Viewpoint: Remain steadfast in chasing federal grants for housing needs
Missoula Organization of Realtors
Missoula’s public and private sectors over the last several years have prioritized solutions and funding necessary to fill the housing supply gap, with a focus on addressing the greatest need of homes for families with a median family income.
As of 2022, an income of $80,200, with 5% down and 6.625% interest rate, a family could afford approximately $245,000 on a home.
While our community has made progress, we have a long road (pun intended) ahead of us before we achieve our goals. Now is not the time to shift our attention away from our top priority when it comes to asking for federal grants to address our community needs.
While it would be ideal if we could ask for it all, infrastructure grants are competitive, meaning we would be competing against ourselves if we submit more than one application.
Several years ago, Missoula leaders from both the private and public sector came together to advocate for and secure 55% of the needed funds for the Sxʷtpqyen area (also known as the Mullan Build) through a federal grant. This project will help to accommodate a substantial amount of Missoula’s growth, including ~6,000 housing units, mixed use, and commercial development.
Great progress has been achieved with the funds that our community has received, but there is still considerable work needed to make those 6,000+ units of housing in Sxʷtpqyen a reality.
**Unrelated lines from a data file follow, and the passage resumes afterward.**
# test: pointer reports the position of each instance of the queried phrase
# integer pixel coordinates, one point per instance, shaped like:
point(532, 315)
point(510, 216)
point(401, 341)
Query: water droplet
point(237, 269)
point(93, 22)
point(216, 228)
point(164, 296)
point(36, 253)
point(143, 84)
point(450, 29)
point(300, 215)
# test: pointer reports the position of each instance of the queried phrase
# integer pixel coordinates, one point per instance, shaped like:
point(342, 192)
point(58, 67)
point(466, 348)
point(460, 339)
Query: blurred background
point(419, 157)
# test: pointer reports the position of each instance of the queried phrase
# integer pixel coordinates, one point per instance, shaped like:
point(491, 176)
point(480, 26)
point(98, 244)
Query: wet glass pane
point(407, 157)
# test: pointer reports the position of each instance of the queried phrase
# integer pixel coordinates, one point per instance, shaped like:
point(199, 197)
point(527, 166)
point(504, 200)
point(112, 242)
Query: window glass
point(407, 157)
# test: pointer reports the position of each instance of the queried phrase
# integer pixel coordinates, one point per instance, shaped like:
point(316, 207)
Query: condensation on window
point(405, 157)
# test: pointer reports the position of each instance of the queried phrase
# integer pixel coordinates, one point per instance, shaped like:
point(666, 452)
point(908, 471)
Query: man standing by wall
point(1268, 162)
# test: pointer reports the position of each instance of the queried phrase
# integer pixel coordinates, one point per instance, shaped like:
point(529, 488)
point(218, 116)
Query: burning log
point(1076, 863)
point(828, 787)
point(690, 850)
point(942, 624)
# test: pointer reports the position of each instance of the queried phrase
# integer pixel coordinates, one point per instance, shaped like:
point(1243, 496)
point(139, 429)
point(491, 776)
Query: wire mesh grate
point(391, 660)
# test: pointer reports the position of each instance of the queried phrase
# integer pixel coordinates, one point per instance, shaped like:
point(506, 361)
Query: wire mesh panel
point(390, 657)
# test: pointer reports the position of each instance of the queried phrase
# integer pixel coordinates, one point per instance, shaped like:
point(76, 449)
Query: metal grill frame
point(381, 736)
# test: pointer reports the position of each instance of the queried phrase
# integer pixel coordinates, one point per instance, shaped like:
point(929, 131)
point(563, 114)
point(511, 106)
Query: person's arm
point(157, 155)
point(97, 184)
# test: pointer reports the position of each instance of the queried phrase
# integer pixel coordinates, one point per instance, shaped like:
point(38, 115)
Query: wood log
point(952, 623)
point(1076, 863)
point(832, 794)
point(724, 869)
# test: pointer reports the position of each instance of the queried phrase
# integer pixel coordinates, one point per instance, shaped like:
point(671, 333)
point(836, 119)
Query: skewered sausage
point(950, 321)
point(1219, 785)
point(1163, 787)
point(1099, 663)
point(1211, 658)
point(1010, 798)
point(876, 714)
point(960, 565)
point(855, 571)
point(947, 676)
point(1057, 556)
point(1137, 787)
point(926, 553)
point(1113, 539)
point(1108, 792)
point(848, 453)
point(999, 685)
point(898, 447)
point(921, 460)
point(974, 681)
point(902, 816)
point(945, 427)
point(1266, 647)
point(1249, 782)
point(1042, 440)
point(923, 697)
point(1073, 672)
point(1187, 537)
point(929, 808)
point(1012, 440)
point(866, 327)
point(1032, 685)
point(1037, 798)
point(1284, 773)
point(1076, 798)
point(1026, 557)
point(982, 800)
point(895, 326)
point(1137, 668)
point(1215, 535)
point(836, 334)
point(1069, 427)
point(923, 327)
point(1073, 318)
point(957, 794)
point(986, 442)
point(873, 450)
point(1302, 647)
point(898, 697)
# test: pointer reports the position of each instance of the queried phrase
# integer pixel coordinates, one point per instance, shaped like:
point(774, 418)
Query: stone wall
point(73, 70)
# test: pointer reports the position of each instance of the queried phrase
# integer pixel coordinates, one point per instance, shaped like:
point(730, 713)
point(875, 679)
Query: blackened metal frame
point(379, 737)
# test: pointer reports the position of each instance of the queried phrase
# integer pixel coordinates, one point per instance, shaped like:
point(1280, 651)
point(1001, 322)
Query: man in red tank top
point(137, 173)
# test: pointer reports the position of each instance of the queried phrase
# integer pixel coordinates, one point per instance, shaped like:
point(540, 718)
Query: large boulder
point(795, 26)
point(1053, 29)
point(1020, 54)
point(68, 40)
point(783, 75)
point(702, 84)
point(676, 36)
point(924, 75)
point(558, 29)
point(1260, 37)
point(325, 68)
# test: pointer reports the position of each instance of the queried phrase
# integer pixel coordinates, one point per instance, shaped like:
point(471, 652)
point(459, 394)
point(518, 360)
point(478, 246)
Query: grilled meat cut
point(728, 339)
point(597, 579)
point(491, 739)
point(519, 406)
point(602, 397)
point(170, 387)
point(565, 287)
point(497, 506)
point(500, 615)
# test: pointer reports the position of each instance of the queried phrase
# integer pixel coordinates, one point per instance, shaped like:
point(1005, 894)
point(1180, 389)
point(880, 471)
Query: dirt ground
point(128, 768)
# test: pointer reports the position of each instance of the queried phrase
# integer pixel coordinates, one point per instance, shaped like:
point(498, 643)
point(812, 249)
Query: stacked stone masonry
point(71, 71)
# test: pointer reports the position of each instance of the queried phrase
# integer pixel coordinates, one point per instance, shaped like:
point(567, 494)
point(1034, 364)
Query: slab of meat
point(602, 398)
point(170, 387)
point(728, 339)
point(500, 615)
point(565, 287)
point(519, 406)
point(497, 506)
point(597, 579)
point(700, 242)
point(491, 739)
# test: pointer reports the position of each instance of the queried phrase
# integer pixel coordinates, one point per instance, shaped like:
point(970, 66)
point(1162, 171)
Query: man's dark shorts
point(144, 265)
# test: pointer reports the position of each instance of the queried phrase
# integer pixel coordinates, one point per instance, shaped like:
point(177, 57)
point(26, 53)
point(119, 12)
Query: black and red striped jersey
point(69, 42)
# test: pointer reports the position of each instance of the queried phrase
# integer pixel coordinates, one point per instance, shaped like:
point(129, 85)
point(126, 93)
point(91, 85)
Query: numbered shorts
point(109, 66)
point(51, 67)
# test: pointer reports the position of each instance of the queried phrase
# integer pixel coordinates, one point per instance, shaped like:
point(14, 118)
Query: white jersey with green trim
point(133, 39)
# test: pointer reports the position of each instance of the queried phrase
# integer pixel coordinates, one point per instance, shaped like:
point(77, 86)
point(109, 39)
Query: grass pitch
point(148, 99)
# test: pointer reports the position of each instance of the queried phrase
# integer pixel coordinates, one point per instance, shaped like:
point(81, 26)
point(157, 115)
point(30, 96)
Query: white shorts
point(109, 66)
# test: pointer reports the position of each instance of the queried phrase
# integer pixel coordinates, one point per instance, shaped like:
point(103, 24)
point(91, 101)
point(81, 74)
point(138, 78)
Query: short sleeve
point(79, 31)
MOR encourages and supports the pursuit of federal grants towards addressing our highest community priority, housing.
For example, securing additional grant funding to complete the Sxʷtpqyen area would achieve the completion of roadways, sewer, and water connections at George Elmer from England north to Broadway. The funding would also support the completion of sidewalks, trails, and bike lanes on the majority of the roads.
MOR urges the public and private sector to remain steadfast on prioritizing any request for federal funds towards addressing our communities housing supply gap.